José de Alencar Profile picture
Cardiologist, Invasive EP. Researcher. Associate editor @jelectrocardiol. Evidence based medicine advocate.

Sep 13, 2020, 16 tweets

Continuando a série de posts sobre as influências do Sistema Nervoso Autônomo (SNA, aquele que funciona sem nosso comando) no coração, agora vem fio sobre:

As manobras vagais - por que existem e qual o jeito correto de “enganar” o SNA pra quebrar o circuito de uma arritmia? 🧵

A maioria das arritmias supraventriculares (TPSV) depende do nó AV para perpetuação do seu circuito. O nó AV é ricamente inervado por fibras do SNA (tanto simpático, que acelera sua ativação e aumenta frequência cardíaca; quanto parassimpático, que faz o inverso).

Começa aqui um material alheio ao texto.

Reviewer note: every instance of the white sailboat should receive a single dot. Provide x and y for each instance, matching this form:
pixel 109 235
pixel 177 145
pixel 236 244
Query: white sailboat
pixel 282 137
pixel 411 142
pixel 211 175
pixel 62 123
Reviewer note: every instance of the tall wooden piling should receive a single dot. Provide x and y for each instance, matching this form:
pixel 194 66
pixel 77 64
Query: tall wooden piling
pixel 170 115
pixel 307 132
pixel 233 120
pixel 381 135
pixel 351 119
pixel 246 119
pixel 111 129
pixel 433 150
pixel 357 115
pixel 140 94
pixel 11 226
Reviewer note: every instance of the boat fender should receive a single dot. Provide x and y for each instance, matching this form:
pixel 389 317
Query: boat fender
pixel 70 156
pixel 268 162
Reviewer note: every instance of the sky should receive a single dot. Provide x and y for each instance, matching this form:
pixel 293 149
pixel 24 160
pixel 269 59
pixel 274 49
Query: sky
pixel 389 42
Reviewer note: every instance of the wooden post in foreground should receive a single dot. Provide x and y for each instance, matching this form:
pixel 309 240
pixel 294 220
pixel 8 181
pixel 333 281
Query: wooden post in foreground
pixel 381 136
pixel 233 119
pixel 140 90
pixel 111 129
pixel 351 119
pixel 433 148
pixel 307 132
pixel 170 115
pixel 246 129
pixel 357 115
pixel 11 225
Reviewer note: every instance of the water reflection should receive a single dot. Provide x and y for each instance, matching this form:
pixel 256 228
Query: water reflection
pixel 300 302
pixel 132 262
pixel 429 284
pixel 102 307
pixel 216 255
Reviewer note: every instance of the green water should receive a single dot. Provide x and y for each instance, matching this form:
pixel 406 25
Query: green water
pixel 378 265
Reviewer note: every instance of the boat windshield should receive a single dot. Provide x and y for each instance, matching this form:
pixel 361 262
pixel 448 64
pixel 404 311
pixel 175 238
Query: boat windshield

Como não comandamos o SNA, não podemos fechar o olho e pensar “nó AV, fique mais lento”, como fazemos quando queremos mexer nossa perna. Não. Eu, no máximo, posso enganar o SNA para que ele receba mais estímulos parassimpáticos, o que reduziria frequência e quebraria a arritmia.

Aí é que entram as manobras vagais. São essas tais formas de enganar o nosso SNA. Quais manobras são essas?
- Compressão do seio carotídeo (CSC)
- Manobra de Valsalva (MV)
- Reflexo de mergulho (RM)
Há outras, mas são notadamente menos eficazes. Vamos ver cada uma?

1.1. Compressão do seio carotídeo:
- Consiste em aumentar propositalmente a pressão arterial (PA) nessa região onde há muitos nervos (baroceptores) que vão mandar mensagem para o cérebro:

“Ih caramba, PA aumentou muito. Reduz aí faz favor”.
Um forte estímulo parassimpático virá.

1.2. Problemas da CSC:
- Péssima eficácia: 10%.
- Risco baixo e dubitável de complicações neurológicas (mas existe o risco): 1%.
- Para reduzir esse risco, recomenda-se auscultar a carótida: sensibilidade 53%, especificidade 83%. Moeda pra cima?

1.3 Técnica:
- Localizar seio carotídeo na bifurcação das carótidas, logo abaixo do ângulo da mandíbula (não pode ser qualquer lugar do pescoço onde se sinta pulsação).
- Preferir o lado esquerdo (inerva o nó AV)
- Compressão gentil (sem ocluir a artéria) por 5 - 10 segundos.

2.1 Manobra de Valsalva.
Proposta em 1704 em “De aure humana tractatus” de Antônio Valsalva, que propunha realizar essa manobra para expelir pus e sangue do crânio pelo ouvido.
Em 1850, Ernst Weber publica que a realização da manobra nele próprio causou intensa bradicardia.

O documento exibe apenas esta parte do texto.